In fact, it looks like the model is doing those things internally.

  We argue that representations in AI models, particularly deep networks, are converging. First, we survey many examples of convergence in the literature: over time and across multiple domains, the ways by which different neural networks represent data are becoming more aligned. Next, we demonstrate convergence across data modalities: as vision models and language models get larger, they measure distance between datapoints in a more and more alike way. We hypothesize that this convergence is driving toward a shared statistical model of reality, akin to Plato’s concept of an ideal reality. We term such a representation the platonic representation and discuss several possible selective pressures toward it. Finally, we discuss the implications of these trends, their limitations, and counterexamples to our analysis.

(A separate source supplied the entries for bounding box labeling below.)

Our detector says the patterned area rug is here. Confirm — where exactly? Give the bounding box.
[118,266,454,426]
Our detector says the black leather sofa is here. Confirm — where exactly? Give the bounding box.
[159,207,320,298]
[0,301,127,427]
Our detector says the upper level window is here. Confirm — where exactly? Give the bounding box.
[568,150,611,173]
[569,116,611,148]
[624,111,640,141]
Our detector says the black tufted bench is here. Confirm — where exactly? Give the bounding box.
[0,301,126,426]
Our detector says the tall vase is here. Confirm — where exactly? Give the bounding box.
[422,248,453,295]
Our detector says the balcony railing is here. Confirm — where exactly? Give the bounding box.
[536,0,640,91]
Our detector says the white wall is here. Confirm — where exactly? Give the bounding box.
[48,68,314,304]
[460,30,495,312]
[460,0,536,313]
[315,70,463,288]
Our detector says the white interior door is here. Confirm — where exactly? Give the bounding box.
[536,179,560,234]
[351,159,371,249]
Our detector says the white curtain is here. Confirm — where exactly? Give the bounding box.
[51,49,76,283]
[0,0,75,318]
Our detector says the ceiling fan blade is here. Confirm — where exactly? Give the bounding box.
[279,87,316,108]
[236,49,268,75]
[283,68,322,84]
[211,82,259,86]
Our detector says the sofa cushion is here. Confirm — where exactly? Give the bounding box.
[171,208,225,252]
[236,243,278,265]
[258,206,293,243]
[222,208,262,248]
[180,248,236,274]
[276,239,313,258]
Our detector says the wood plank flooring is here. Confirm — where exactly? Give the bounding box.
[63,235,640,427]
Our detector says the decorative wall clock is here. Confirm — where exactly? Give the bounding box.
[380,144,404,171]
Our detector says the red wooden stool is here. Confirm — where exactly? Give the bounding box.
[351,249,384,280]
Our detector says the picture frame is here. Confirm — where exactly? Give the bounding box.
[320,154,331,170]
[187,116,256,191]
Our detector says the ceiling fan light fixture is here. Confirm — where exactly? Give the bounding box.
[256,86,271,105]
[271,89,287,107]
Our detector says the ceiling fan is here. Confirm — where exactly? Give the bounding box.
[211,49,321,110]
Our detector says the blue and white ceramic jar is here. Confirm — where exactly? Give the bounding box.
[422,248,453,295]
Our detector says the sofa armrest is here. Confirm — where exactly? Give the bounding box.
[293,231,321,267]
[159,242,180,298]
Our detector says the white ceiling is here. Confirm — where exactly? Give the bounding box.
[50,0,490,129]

https://arxiv.org/html/2405.07987v5

_heimdall · 2024-10-31T13:30:08 1730381408

Unless I misread this paper, their argument is entirely hypothetical. Meaning that the LLM is still a black box and they can only hypothesise what is going internally by viewing the output(s) and guessing at what it would take to get there.

There's nothing wrong with a hypothesis or that process, but it means we still don't know whether models are doing this or not.

thomashop · 2024-10-31T14:30:24 1730385024

Maybe I mixed up that paper with another but the one I meant to post shows that you can read something like a world model from the activations of the layers.

There was a paper that shows a model trained on Othello moves creates a model of the board, models the skill level of their opponent and more.

_heimdall · 2024-10-31T12:15:32 1730376932

Well my understanding is that there's ultimately the black box problem. We keep building these models and the output seems to get better, but we can't actually inspect how they work internally.

wg0 · 2024-10-31T13:27:07 1730381227

How do we know Santa doesn't exist? Maybe he does.